The porous border between the two countries has meant that Ramaphosa has come under increasing pressure to use his country’s influence to stem the flow of migrants from the north. “Uncontrolled migration from Zimbabwe to South Africa is not something the under-pressure South African government wants, or can afford to continue,” said Knox Chitiyo, an associate fellow at Chatham House, a think tank.

“South Africa really should step in a more forceful way. Our future depends on Zimbabwe’s future. We can’t afford to ignore what is going on there as we have for many years,” added Gruzd. But the Zimbabwean opposition is distrustful of mediation from the ANC due to its historical closeness to Zanu-PF: “Because of the ANC’s loyalties to Zanu-PF, [the South African delegation] is just putting a Band-Aid on a really big wound,” Bergman said.

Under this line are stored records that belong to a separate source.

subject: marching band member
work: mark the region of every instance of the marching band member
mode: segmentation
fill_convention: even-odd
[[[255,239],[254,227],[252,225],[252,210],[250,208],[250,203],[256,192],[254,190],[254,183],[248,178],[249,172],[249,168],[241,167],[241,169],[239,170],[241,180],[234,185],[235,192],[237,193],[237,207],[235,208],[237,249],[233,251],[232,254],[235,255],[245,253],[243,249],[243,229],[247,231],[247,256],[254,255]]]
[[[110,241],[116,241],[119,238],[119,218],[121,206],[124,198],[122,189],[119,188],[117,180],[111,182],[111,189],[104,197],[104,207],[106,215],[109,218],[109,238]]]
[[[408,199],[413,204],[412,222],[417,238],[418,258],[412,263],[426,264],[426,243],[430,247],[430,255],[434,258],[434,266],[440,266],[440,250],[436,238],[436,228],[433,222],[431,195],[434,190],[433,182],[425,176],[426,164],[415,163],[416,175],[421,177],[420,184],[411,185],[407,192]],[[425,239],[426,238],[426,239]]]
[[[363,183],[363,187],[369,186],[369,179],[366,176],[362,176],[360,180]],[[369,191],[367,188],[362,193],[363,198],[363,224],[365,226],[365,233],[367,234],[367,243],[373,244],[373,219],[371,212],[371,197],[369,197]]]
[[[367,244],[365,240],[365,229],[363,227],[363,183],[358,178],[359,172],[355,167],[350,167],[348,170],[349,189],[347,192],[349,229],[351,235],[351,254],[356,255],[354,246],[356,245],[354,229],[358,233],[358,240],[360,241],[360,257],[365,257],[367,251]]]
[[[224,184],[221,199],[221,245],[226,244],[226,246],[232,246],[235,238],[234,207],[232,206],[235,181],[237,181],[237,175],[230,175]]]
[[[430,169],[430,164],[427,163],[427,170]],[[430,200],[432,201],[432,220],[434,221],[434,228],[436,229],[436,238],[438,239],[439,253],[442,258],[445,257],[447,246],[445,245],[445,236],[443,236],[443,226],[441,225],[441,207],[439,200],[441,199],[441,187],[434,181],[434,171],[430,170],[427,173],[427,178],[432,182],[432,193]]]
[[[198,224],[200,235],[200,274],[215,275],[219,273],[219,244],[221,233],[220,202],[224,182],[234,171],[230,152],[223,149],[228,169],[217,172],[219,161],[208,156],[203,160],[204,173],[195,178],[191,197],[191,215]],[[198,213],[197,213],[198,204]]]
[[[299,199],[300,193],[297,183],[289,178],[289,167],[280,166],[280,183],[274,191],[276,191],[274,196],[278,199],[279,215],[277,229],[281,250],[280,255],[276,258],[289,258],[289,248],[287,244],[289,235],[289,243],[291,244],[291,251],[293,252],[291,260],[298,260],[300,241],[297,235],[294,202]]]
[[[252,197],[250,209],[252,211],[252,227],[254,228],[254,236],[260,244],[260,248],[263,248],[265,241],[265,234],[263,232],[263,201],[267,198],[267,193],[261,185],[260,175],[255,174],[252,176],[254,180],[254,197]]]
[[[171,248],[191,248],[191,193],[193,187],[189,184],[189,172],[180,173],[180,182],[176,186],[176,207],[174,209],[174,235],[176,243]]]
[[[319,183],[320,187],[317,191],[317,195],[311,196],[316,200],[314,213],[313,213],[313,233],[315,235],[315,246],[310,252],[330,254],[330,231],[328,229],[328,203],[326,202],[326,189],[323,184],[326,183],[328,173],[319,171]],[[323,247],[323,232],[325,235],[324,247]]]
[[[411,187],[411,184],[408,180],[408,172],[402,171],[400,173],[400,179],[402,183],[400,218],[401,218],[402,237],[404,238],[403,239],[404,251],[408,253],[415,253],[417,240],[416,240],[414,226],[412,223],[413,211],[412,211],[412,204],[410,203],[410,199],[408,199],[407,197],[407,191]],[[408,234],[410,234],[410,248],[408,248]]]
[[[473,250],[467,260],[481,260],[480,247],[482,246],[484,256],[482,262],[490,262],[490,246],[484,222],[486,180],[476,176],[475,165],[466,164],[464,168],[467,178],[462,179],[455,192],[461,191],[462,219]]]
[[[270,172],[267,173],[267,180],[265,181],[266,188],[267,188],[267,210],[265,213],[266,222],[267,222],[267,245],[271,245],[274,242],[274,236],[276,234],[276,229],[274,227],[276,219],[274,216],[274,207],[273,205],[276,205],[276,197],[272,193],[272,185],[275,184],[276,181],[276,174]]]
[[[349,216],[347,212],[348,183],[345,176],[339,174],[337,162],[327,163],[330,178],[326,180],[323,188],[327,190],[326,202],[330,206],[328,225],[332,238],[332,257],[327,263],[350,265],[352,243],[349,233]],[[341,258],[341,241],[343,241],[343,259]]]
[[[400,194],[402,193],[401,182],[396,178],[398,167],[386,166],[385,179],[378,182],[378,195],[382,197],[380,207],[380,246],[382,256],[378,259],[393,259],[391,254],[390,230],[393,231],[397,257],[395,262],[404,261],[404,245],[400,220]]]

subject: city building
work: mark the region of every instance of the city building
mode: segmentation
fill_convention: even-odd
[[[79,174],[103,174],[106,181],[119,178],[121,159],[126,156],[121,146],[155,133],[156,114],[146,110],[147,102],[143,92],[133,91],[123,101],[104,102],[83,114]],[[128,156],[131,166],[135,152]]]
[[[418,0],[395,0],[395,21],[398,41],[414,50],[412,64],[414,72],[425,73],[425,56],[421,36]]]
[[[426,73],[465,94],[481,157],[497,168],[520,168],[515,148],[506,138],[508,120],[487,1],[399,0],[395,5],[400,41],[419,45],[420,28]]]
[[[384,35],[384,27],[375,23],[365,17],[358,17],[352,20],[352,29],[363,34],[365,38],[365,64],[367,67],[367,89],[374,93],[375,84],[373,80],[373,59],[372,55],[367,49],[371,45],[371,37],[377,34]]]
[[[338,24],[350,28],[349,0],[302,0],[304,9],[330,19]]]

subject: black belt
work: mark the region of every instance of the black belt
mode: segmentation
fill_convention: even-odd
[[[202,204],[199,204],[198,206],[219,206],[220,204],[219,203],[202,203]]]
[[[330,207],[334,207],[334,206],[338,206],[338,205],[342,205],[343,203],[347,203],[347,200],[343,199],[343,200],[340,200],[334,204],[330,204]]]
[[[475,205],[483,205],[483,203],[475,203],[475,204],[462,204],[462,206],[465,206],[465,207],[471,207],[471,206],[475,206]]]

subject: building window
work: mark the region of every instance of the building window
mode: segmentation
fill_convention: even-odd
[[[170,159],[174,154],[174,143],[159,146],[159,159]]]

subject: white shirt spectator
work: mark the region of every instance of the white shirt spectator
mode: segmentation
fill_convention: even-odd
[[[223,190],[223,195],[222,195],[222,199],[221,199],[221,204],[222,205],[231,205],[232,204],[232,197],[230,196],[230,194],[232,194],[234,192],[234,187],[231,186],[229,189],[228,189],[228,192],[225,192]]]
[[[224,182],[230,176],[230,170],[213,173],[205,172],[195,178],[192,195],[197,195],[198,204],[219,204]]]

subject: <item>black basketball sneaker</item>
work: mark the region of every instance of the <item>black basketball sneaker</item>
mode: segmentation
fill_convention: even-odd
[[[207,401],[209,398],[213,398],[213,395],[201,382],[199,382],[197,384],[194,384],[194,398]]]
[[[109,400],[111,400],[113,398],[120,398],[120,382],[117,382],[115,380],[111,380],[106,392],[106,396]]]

The Zimbabwean government cracked down hard on protests this summer against corruption and economic stagnation. The journalist Hopewell Chin’ono, whose reporting about corruption led to the firing of a minister accused of improperly awarding healthcare contracts worth millions of dollars, was freed this week (2 September) on bail after spending six weeks in prison. He is reportedly showing symptoms of Covid-19. Opposition MPs and the author Tsitsi Dangarembga, a Booker prize nominee, have also been arrested during the crackdown.

[see also: Amid protest and unrest, Zimbabwe’s president Emmerson Mnangagwa resorts to old tactics]

But repression is no substitute for reforms and tackling corruption. The slow-moving crisis in Zimbabwe shows no signs of abating. How far South Africa chooses to exercise its economic and political leverage over its neighbour could ultimately prove crucial to the region’s stability.